Daniel's face had gone pale. "He's been having me followed."
"What?"
"Since the investigation started. He said it was to protect the family's interests, to make sure we didn't do anything that would—" He stopped, eyes widening with something that looked like horror. "Oh god."
"What? Daniel, what is it?"
He pressed the button to unlock the door, then turned to me with an expression that made my stomach drop.
"He's not here about the investigation," Daniel said quietly. "He's here because he knows about the necklace. And if he knows about that—"
The apartment door swung open, and Richard Park walked in like he owned the place. He was wearing a suit despite the late hour, his silver hair perfectly styled, his smile sharp enough to draw blood.
"Nora," he said warmly, like we were old friends. "So good to see you again. I hope I'm not interrupting anything important."

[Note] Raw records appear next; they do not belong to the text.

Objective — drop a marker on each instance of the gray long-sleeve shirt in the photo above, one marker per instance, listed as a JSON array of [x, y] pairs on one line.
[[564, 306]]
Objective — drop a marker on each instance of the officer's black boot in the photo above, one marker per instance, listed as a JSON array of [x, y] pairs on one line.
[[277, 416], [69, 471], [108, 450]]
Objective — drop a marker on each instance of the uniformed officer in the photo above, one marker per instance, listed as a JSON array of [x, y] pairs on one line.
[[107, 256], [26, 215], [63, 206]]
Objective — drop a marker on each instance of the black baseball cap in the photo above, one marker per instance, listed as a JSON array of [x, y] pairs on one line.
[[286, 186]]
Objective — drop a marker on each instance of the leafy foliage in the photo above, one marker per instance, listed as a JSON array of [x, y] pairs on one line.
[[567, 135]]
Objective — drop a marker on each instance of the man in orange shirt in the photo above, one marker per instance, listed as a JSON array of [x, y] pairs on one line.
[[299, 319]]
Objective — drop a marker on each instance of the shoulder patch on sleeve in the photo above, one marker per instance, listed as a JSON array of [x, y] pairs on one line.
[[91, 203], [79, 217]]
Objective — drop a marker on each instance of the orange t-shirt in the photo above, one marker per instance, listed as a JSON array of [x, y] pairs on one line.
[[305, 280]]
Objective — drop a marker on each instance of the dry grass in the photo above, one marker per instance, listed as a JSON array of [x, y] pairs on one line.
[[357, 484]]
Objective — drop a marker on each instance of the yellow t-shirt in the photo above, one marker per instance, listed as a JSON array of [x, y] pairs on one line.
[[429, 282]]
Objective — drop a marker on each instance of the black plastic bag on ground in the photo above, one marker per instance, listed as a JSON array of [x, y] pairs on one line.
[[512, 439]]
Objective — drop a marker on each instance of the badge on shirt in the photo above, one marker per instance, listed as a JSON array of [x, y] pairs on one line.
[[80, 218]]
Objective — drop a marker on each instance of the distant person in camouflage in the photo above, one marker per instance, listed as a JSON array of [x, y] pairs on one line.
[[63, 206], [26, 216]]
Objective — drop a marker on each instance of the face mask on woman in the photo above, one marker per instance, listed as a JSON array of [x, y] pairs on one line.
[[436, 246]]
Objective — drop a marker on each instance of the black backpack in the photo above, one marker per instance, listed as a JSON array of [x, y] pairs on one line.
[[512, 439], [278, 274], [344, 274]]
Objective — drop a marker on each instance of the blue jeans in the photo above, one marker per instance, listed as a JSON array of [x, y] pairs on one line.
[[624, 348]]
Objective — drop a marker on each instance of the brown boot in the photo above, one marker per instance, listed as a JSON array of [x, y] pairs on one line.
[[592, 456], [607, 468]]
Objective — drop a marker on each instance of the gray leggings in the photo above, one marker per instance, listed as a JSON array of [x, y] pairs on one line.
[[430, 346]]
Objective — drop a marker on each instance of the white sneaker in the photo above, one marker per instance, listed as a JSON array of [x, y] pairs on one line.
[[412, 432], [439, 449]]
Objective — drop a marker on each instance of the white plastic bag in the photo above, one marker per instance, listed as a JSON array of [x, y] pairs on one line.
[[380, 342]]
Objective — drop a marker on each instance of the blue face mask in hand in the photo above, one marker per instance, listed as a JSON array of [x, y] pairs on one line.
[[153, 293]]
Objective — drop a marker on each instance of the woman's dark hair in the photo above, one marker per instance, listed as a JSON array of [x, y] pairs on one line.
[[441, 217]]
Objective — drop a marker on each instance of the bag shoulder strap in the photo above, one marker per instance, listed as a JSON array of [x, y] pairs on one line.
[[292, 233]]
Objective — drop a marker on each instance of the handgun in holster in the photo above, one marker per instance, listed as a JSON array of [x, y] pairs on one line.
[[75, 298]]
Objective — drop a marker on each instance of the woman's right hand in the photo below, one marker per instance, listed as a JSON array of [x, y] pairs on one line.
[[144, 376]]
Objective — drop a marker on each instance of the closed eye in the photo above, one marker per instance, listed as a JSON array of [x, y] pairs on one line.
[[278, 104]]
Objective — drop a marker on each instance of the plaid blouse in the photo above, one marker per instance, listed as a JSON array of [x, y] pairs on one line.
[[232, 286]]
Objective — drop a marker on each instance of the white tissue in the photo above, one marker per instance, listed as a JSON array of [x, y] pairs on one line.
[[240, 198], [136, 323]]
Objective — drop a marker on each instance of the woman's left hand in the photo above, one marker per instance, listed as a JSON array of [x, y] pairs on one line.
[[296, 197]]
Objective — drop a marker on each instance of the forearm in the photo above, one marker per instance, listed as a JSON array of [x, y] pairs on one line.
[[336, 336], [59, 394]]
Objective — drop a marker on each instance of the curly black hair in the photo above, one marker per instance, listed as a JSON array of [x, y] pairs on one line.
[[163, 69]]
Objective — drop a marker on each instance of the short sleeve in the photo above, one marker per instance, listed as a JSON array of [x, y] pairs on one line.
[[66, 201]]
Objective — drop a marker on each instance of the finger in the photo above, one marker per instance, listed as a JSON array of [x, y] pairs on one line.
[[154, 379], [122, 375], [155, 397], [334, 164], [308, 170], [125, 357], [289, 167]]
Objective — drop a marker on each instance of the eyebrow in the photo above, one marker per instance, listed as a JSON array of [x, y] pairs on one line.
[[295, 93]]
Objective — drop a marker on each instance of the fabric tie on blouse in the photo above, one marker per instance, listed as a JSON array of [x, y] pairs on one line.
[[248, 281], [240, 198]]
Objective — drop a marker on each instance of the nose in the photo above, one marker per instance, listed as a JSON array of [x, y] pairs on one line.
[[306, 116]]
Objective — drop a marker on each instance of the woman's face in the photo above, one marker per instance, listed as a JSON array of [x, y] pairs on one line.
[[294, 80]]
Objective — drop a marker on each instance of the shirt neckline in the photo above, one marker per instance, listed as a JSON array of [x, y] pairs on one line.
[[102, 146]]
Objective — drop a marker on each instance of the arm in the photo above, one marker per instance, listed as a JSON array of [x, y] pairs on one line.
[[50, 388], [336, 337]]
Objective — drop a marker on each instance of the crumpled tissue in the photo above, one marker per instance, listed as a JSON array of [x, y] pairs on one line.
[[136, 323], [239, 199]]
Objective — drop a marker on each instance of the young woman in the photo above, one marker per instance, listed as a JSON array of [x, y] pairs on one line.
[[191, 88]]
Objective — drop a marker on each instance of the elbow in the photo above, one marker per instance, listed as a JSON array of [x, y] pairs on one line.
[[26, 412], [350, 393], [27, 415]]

Behind him, partially hidden by the doorframe, I caught a glimpse of someone else. A woman in a dark blazer, holding a leather portfolio.
Agent Patricia Morrison stepped into the apartment, her expression professionally neutral.
"Mr. Park, Ms. Chen," she said. "I apologize for the late hour, but we have some new information about your case that requires immediate attention."
She opened the portfolio, pulled out a photograph, and set it on the counter next to my sourdough starter.
It was a picture of Daniel and me. From three weeks ago. The night I'd left his apartment.
The night I'd been wearing my grandmother's necklace.
The night he'd been wearing it too, visible in the photo, hanging outside his shirt as I walked away.
"Can you explain," Agent Morrison said calmly, "why you both appear to be wearing the same piece of jewelry in this photograph? And why, according to our investigation, that necklace was reported as a family heirloom belonging to Ms. Chen's grandmother?"
Richard's smile widened.
Daniel's hand found mine, fingers lacing together with desperate pressure.
And I realized, with perfect crystalline clarity, that we were about to lose everything.